A Greater Music

Music serves as a vivid and tactile metaphor for the universality of language and human emotion in Bae Suah's haunting novel of memories and regret over lost love. A Greater Music focuses on a Korean writer recalling a road trip in the German countryside with her sickly lover M, a woman who tutored the writer in German and whose twin loves of music and literature matched her own interests.

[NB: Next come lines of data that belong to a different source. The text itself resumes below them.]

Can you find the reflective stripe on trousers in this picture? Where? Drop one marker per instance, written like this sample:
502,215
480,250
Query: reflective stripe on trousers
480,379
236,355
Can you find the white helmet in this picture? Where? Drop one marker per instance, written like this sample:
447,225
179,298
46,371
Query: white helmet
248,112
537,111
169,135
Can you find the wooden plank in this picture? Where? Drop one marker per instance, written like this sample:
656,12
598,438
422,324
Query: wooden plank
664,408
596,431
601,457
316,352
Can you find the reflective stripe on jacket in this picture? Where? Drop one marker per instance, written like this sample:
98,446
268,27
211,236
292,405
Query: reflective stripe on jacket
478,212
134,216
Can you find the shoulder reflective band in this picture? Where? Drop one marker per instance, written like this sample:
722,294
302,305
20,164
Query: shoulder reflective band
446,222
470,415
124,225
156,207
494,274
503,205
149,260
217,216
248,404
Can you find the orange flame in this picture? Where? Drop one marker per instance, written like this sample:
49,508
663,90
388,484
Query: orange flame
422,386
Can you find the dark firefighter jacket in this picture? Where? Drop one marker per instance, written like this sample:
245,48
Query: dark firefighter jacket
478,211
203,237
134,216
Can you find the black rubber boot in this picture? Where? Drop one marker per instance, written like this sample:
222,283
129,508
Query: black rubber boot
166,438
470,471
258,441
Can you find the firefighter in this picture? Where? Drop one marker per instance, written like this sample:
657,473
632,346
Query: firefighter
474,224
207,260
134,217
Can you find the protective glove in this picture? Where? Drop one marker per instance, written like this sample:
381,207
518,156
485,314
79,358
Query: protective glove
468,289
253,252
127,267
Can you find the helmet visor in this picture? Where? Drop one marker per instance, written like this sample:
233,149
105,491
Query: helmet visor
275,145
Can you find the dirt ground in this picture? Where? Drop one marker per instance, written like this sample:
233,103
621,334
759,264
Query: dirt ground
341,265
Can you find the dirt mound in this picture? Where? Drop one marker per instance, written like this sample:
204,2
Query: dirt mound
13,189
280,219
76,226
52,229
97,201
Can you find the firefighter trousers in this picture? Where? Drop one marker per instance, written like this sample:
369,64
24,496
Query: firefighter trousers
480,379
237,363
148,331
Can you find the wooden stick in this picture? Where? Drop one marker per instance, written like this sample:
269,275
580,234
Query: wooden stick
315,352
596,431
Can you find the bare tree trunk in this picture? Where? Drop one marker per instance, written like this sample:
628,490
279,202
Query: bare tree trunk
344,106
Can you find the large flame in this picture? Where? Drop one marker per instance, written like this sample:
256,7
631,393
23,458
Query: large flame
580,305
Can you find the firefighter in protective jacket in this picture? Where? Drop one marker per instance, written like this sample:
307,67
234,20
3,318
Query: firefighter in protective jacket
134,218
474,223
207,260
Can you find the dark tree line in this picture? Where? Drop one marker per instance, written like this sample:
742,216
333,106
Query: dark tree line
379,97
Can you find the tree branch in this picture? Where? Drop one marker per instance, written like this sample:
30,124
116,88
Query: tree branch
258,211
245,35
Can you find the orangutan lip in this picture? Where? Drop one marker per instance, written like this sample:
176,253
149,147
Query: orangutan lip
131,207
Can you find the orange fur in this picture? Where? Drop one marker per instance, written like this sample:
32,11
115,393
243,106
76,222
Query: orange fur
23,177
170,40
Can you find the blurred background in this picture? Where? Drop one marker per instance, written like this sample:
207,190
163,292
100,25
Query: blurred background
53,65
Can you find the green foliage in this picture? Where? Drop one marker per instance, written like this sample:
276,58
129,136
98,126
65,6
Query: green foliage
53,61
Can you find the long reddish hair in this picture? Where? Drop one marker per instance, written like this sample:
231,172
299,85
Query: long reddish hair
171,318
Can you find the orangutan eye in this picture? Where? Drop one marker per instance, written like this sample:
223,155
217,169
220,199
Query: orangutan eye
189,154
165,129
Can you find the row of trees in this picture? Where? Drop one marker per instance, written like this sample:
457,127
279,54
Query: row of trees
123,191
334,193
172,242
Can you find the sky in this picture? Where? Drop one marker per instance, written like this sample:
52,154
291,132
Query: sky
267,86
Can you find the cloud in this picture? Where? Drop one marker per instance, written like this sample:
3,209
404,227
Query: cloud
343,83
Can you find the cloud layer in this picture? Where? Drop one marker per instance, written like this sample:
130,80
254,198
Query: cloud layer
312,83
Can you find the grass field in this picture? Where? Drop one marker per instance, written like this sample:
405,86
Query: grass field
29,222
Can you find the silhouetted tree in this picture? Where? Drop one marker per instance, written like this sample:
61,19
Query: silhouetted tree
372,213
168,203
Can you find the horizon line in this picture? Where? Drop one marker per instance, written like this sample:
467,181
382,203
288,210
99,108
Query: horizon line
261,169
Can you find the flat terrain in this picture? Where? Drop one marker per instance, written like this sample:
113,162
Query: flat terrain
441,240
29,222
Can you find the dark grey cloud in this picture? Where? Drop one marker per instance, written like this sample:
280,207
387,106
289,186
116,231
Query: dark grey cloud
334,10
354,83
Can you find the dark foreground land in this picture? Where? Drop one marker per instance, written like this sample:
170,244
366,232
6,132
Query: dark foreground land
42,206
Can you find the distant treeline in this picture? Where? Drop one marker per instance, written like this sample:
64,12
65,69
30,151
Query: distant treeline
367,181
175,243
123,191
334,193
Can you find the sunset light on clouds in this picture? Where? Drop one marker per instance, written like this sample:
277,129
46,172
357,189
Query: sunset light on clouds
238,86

The story weaves between her memories of M and two future moments: one when the writer has nearly drowned in an icy lake, and the other when she has abandoned M and is cohabiting with Joachim--an on-again, off-again, penny-pinching boyfriend who is quick to blame the writer for the slightest perceived grievances. Joachim leaves the writer to take an apprenticeship as a welder, and the writer is left alone to wander the streets of Berlin and ruminate over her failed relationship with M. She indulges in digressions about the artistic superiority of composers Dmitri Shostakovich and Bernd Alois Zimmermann and writer Jakob Hein; she contrasts them with what she perceives as the banality of conventional interests and "mental shallowness, poverty of thought" among the masses--until she comes to realize her painful role in "the greater music" of M's heartache.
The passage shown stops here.